Presence of trend can be verified using Augmented Dickey-Fuller test. Use the following command in R: adf.test(column_vector) -> replace column_vector with z, p or q respectively.
Alternative:
You can use the command decompose in R. Given the seasonality, it will automatically split the time series into trend, seasonal and random components.
Caution:
Don't use log transformation unless the log(y2) - log(y1) makes sense. For example, in case of daily stock price data, log(y2) - log(y1) = Return on stock for 1 day.

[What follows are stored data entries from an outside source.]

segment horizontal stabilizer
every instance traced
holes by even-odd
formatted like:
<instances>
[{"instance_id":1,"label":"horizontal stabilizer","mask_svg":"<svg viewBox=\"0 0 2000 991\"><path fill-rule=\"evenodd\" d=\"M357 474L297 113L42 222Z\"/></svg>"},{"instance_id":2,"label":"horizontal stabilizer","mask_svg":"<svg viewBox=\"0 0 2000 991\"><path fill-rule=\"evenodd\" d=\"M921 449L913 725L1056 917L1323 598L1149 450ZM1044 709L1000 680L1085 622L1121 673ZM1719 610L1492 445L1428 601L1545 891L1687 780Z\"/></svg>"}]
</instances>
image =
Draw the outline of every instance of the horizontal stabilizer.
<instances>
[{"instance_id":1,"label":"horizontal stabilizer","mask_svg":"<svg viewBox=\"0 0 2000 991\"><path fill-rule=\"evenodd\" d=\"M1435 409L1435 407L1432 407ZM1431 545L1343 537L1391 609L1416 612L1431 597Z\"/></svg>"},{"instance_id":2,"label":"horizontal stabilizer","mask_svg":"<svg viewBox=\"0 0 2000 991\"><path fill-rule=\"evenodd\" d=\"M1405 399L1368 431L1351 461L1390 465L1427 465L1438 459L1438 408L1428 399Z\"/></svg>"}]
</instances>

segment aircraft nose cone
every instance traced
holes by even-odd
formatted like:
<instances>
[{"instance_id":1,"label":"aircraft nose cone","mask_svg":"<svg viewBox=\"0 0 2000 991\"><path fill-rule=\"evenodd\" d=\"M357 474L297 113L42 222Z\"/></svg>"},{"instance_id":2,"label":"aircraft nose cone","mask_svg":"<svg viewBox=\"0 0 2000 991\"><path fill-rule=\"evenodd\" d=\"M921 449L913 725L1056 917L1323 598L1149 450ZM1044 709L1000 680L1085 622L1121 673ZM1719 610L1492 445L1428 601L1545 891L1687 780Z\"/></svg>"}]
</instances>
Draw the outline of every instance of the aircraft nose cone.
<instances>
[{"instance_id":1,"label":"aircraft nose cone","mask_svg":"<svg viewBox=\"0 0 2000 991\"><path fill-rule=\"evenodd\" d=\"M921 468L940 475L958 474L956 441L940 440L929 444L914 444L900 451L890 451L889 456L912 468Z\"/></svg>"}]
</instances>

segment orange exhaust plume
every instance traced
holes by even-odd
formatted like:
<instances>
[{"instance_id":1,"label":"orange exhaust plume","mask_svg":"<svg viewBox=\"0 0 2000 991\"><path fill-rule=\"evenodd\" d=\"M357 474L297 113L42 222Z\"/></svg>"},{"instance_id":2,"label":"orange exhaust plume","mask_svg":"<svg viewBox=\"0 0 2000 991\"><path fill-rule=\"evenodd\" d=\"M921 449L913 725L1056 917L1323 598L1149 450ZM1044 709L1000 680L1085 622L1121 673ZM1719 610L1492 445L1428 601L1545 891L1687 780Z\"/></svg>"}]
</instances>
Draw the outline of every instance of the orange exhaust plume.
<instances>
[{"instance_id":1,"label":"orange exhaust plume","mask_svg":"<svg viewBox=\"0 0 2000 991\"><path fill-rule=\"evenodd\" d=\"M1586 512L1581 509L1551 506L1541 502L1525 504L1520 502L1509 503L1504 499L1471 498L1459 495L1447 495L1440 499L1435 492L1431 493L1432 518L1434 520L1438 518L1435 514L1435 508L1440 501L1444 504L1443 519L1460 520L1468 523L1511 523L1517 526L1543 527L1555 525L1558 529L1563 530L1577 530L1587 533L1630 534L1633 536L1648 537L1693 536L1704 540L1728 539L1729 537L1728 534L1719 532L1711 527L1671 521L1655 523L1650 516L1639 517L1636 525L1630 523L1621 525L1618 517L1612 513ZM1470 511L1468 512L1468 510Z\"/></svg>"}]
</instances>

Multiplicative Time Series:
Please refer this link
Another method:
You would be having the timestamps (t) associated with each observation. Remove the seasonal component and obtain another series x(t) = y(t) - Seasonality(t). Now regress x(t) with t and check for significance of coefficient of t. If it is significant with p-value < alpha, trend is a polynomial of order (at least) 1. Now add another column (t2) that is equal to square of the timestamp. Regress x(t) with t and t2 and check for significance of coefficient of t2. If it is significant, trend is a polynomial of order (at least) 2. Otherwise the trend is a polynomial of order = 1. Now add column t3, t4, ... till the order of the polynomial can be ascertained.
You can subtract beta1*t + beta2*t2 + ... + betan*tn from y(t) to detrend the series.